Washington

The chimpanzee, chicken and honeybee are among the top priorities for genome sequencing selected by the National Human Genome Research Institute (NHGRI) in Bethesda, Maryland. The announcement on 22 May sparked equal measures of jubilation and despair among researchers who had been lobbying the institute to fund projects for their favourite organism.

Other priorities include the sea urchin Strongylocentrotus purpuratus and the protozoan Tetrahymena thermophila. Fifteen fungi make up the remainder of the list.

There will be arguments among scientists about each selection, but the main point of controversy is the choice of the chimpanzee ahead of the rhesus macaque, which is more widely used in biomedical research but is listed as only a “moderate” priority.

The main NHGRI-funded sequencing centres — at the Whitehead Institute for Biomedical Research in Cambridge, Massachusetts, Washington University School of Medicine in St Louis, Missouri, and Baylor College of Medicine in Houston, Texas — are fully occupied with the human, mouse and rat genomes. But as these projects wind down over the coming months, spare sequencing capacity will open up, so the NHGRI asked researchers to submit 'white papers' making the case for the next round of organisms to be sequenced. An expert panel reviewed a list of 13 bids, ranging from the green turtle to the cow.
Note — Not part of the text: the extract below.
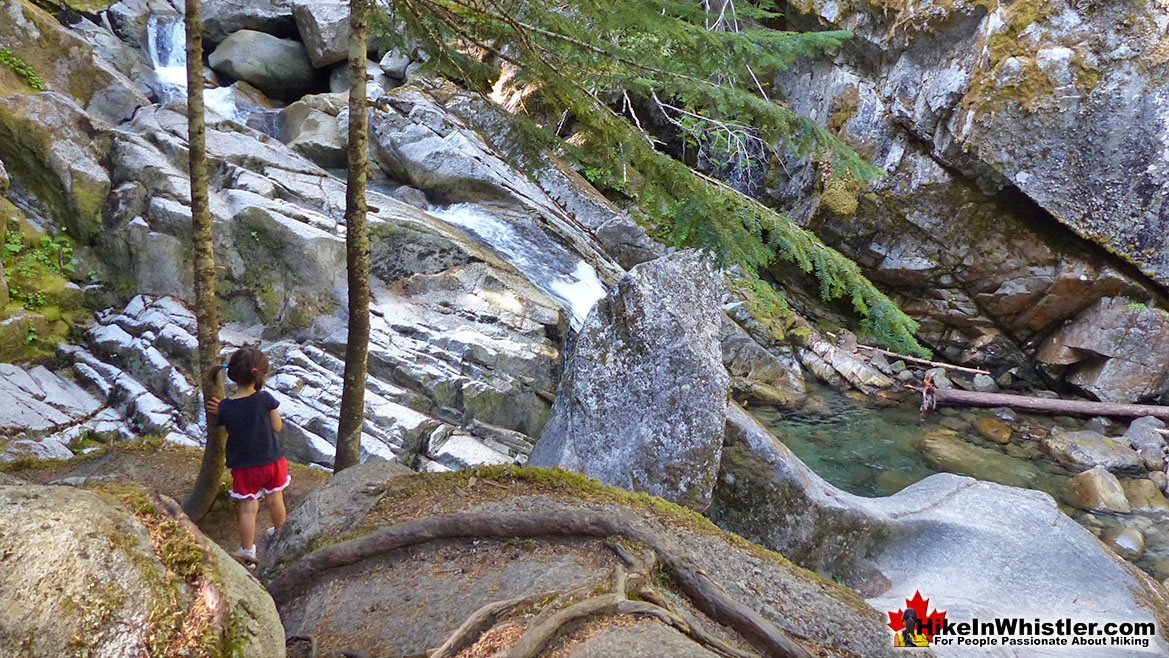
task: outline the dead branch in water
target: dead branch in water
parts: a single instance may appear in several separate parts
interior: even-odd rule
[[[979,393],[956,388],[937,388],[930,384],[931,382],[927,382],[926,386],[916,389],[922,391],[923,413],[937,404],[951,404],[972,407],[1011,407],[1024,411],[1084,416],[1121,416],[1125,418],[1155,416],[1169,420],[1169,407],[1152,404],[1063,400],[1008,393]]]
Individual sequencing projects will still have to be approved one by one. But given the immense opportunities offered by genomics, advocates of particular model organisms had invested high hopes in getting onto the NHGRI's priority list. “Working on a system that doesn't have a sequence available is like doing research with one hand tied behind your back,” observes Eric Green, director of the NHGRI's own sequencing centre.
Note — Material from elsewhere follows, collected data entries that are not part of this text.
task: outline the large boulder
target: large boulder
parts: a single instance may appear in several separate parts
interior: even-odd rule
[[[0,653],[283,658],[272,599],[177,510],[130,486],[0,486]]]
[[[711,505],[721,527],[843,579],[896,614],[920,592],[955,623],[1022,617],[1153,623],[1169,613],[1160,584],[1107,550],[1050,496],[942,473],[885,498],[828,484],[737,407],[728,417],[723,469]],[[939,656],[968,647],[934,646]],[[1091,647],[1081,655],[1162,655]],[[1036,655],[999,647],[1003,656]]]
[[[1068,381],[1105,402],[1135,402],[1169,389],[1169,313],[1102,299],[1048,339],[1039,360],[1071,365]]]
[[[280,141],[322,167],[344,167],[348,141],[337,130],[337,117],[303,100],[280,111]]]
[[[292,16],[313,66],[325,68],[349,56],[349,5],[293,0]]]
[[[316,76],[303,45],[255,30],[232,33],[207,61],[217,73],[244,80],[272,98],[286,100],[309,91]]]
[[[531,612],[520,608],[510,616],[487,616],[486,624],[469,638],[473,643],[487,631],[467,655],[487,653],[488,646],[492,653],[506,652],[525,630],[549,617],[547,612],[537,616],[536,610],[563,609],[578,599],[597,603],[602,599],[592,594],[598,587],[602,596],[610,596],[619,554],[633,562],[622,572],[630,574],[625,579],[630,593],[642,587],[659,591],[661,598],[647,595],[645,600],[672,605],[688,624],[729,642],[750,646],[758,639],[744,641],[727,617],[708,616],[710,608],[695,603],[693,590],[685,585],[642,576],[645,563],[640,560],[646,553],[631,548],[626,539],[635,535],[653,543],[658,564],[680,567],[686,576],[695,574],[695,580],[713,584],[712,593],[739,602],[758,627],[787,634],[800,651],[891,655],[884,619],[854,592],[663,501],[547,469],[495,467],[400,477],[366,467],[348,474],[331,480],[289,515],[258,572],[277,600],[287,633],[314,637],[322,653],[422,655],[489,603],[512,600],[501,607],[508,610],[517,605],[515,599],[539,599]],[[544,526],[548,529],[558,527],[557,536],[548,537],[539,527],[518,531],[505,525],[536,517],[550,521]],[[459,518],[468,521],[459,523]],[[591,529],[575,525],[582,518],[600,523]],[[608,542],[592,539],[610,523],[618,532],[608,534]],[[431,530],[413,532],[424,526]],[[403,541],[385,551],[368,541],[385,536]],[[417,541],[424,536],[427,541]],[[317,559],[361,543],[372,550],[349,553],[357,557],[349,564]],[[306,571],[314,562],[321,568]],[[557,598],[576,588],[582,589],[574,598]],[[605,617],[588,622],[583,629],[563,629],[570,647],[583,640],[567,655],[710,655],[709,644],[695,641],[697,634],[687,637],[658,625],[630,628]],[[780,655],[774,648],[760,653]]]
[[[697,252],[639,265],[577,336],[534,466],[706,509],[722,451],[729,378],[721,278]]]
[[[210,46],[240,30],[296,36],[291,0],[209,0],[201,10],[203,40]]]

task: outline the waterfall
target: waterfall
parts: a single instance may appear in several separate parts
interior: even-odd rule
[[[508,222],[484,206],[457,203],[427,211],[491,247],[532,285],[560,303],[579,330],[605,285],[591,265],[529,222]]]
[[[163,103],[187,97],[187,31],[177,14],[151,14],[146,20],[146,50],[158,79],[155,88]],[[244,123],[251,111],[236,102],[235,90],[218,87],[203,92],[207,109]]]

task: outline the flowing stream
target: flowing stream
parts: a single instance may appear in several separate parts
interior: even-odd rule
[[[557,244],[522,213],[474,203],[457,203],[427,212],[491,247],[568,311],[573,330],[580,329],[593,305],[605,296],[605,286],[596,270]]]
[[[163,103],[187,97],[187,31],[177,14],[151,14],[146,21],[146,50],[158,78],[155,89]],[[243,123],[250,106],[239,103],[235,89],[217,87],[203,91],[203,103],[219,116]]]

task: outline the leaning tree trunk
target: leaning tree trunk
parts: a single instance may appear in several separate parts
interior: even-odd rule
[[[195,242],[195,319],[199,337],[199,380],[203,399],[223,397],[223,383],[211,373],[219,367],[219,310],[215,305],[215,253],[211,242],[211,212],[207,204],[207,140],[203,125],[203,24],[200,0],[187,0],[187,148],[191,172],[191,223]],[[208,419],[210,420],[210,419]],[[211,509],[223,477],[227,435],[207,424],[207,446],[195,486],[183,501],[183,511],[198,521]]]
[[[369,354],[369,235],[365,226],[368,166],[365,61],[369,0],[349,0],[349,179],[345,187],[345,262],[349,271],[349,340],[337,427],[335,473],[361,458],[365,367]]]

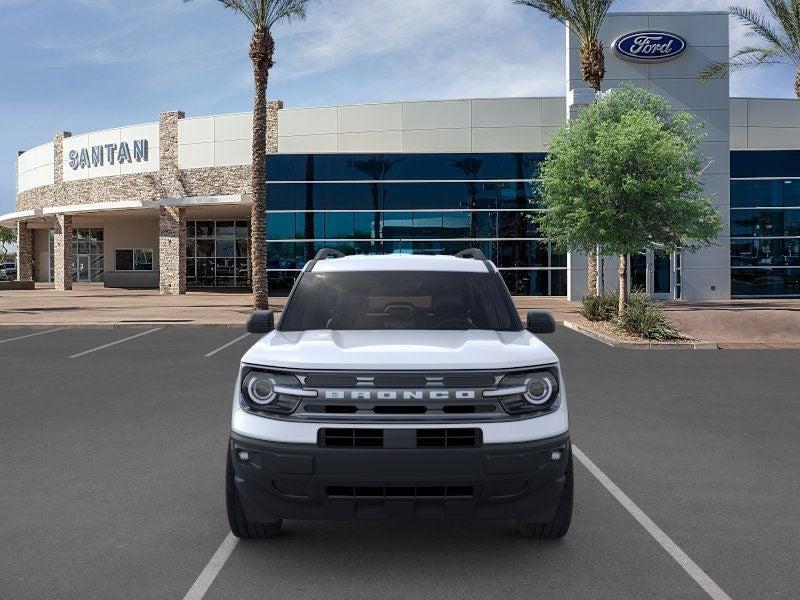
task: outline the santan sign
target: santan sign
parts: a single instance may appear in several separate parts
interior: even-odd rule
[[[686,50],[686,40],[665,31],[637,31],[614,40],[614,53],[634,62],[672,60]]]
[[[91,148],[81,148],[80,151],[70,150],[67,161],[72,170],[77,171],[78,169],[102,167],[104,164],[147,162],[148,157],[147,140],[141,139],[133,140],[131,144],[120,142],[119,144],[102,144]]]

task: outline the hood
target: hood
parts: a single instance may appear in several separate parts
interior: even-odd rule
[[[273,331],[242,362],[287,369],[512,369],[558,358],[528,331]]]

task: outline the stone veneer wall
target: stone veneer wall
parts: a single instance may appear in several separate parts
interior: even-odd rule
[[[17,223],[17,281],[33,281],[33,229]]]
[[[72,289],[72,217],[56,215],[53,236],[53,283],[58,291]]]
[[[186,209],[158,207],[158,289],[186,293]]]

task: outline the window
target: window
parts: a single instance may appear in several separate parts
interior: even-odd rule
[[[541,208],[539,185],[531,178],[544,159],[544,153],[523,152],[268,156],[271,292],[288,291],[297,271],[324,247],[348,254],[480,248],[515,293],[564,295],[566,256],[540,239],[531,220],[531,209]],[[754,156],[749,160],[752,172]],[[753,187],[749,182],[750,208]],[[197,227],[196,238],[187,235],[194,267],[187,266],[188,285],[201,279],[219,285],[220,274],[229,281],[230,252],[207,231],[213,222]],[[244,240],[237,239],[237,248],[239,243]]]
[[[305,273],[281,331],[315,329],[520,331],[496,273]]]
[[[149,248],[117,248],[114,268],[117,271],[152,271],[153,251]]]
[[[282,187],[282,186],[276,186]],[[268,195],[269,196],[269,195]],[[270,198],[272,196],[269,196]],[[291,240],[295,213],[269,213],[268,238]],[[294,243],[290,243],[294,247]],[[268,256],[268,260],[273,260]],[[279,268],[280,260],[269,268]],[[288,263],[294,268],[294,263]],[[186,223],[187,287],[247,287],[250,285],[250,223],[248,221],[188,221]]]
The priorities highlight animals useful in agriculture, such as the chicken and the honeybee, but not plants, for which sequencing projects are funded by the National Science Foundation and the US Department of Agriculture. The agriculture department is also expected to collaborate with the NHGRI in work on the chicken and honeybee genomes.

Fungi are included because they cause human and agricultural disease. Both the sea urchin and the chicken are model organisms for developmental biologists, and Tetrahymena is used in cell biology and genetics research, particularly for studies of the telomeres that cap the ends of chromosomes, which shorten as cells age. “The biologists who work on these organisms are really energized by this,” says Richard Gibbs, director of Baylor's sequencing centre.
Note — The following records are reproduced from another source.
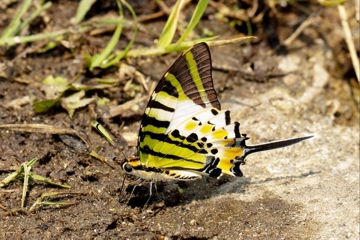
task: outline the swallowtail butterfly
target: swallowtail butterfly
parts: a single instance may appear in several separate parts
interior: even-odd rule
[[[221,110],[206,43],[184,52],[165,73],[145,109],[139,157],[122,169],[151,181],[194,180],[202,175],[241,177],[251,153],[286,147],[312,136],[247,146],[240,124]]]

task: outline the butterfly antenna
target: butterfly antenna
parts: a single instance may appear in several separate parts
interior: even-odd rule
[[[255,146],[245,146],[244,158],[247,155],[251,154],[251,153],[262,152],[262,151],[272,150],[272,149],[276,149],[276,148],[287,147],[287,146],[293,145],[295,143],[304,141],[304,140],[312,138],[312,137],[313,136],[292,138],[292,139],[286,139],[286,140],[282,140],[282,141],[259,144],[259,145],[255,145]]]

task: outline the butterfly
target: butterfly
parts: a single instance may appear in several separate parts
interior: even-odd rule
[[[122,163],[131,175],[151,181],[195,180],[203,175],[243,176],[251,153],[286,147],[312,136],[255,146],[221,110],[212,79],[210,50],[198,43],[185,51],[161,78],[143,115],[139,157]]]

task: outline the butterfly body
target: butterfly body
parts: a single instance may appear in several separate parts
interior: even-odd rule
[[[199,43],[176,60],[155,88],[139,130],[139,158],[127,160],[122,168],[153,181],[242,176],[240,165],[248,154],[307,138],[247,146],[240,124],[231,121],[230,111],[221,110],[210,51]]]

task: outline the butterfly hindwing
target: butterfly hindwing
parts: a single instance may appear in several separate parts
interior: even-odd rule
[[[241,172],[231,171],[234,163],[243,163],[244,147],[241,143],[240,124],[231,123],[230,112],[220,111],[215,108],[206,108],[196,116],[177,126],[175,130],[180,145],[191,146],[193,151],[183,152],[180,161],[184,168],[196,169],[219,177],[221,174],[241,175]],[[202,156],[201,164],[190,167],[189,159]],[[188,167],[189,166],[189,167]],[[240,170],[239,170],[240,171]]]

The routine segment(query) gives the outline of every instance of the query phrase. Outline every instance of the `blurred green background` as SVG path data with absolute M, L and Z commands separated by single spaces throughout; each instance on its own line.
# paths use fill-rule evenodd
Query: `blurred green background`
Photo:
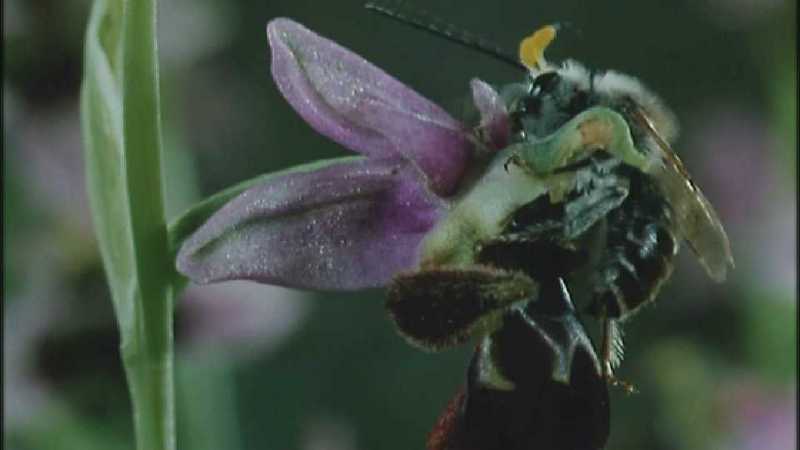
M 160 2 L 171 216 L 234 182 L 344 154 L 269 75 L 265 24 L 292 17 L 464 113 L 468 82 L 520 74 L 370 14 L 360 0 Z M 796 448 L 796 4 L 787 0 L 409 0 L 514 52 L 640 77 L 676 112 L 677 149 L 737 267 L 714 285 L 687 252 L 626 327 L 609 449 Z M 499 2 L 498 2 L 499 3 Z M 132 449 L 130 404 L 84 194 L 78 92 L 87 0 L 3 2 L 5 448 Z M 176 312 L 181 449 L 422 449 L 470 349 L 425 354 L 383 294 L 191 287 Z

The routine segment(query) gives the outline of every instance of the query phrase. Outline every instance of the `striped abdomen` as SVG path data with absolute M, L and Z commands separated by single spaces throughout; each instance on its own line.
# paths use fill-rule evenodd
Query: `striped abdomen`
M 644 175 L 632 176 L 628 198 L 606 219 L 592 311 L 619 318 L 655 299 L 672 274 L 678 242 L 669 206 Z

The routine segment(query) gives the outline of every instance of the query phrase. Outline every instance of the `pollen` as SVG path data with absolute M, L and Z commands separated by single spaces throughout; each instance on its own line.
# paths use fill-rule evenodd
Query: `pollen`
M 531 70 L 541 70 L 547 63 L 544 50 L 556 38 L 556 26 L 545 25 L 519 43 L 519 60 Z

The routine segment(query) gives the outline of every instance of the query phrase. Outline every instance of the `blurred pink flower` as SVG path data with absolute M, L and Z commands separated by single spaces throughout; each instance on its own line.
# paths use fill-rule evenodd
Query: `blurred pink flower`
M 735 227 L 753 220 L 767 193 L 776 185 L 770 167 L 774 142 L 766 123 L 750 111 L 716 105 L 696 114 L 702 126 L 687 137 L 686 155 L 697 162 L 703 189 L 719 208 L 725 224 Z
M 737 380 L 720 388 L 717 406 L 727 438 L 726 450 L 797 448 L 796 386 L 770 389 L 755 380 Z
M 306 293 L 247 281 L 190 285 L 178 301 L 178 352 L 190 358 L 269 352 L 309 311 Z
M 774 158 L 777 140 L 755 112 L 721 104 L 697 114 L 686 155 L 731 237 L 737 272 L 792 299 L 797 280 L 797 195 Z

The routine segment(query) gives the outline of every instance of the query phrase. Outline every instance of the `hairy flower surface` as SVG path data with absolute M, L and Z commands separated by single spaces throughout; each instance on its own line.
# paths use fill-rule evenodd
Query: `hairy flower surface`
M 475 132 L 296 22 L 275 19 L 267 36 L 286 100 L 316 131 L 363 156 L 289 169 L 245 190 L 183 243 L 178 269 L 199 283 L 384 286 L 420 264 L 423 241 L 458 210 L 465 174 L 486 165 L 477 152 L 506 146 L 505 105 L 473 80 Z M 432 247 L 440 253 L 458 237 L 439 234 Z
Members of the selection panel say they tried to select a range of organisms to allow evolutionary and comparative studies. Advocates for the chimpanzee, which is thought to have a genome 98.5% genetically identical to our own, argue that comparisons between the two sequences could yield clues about the origin of human cognitive abilities and language. They also say that the sequence could help to explain why chimpanzees do not get diseases such as breast cancer and Alzheimer's — offering potentially important medical insights.

But these arguments cut little ice with researchers who have been lobbying for the rhesus macaque to be made the top-priority primate. Macaque advocates feel that the panel was swayed by the public appeal of sequencing our closest relative, and point out that scientists can do little work on chimpanzees because of welfare concerns and the animals' endangered status.

“It is a tragedy that the NHGRI is committing these resources to sequencing the chimpanzee genome when there are so many investigators using rhesus monkeys who desperately need a sequence to advance research,” says John VandeBerg, director of the Southwest National Primate Research Center in San Antonio, Texas. He argues that rhesus macaques provide vital models in research on many human diseases. They are particularly important in attempts to develop vaccines against HIV, and are widely used in basic neuroscience studies.

But the macaque might still win favour in the future. The NHGRI's priorities panel will review white papers three times a year from now on. And researchers can revise and resubmit their proposals, says Jane Peterson, programme director for large-scale sequencing at the NHGRI. “We don't consider the high-priority bin to be static,” she says.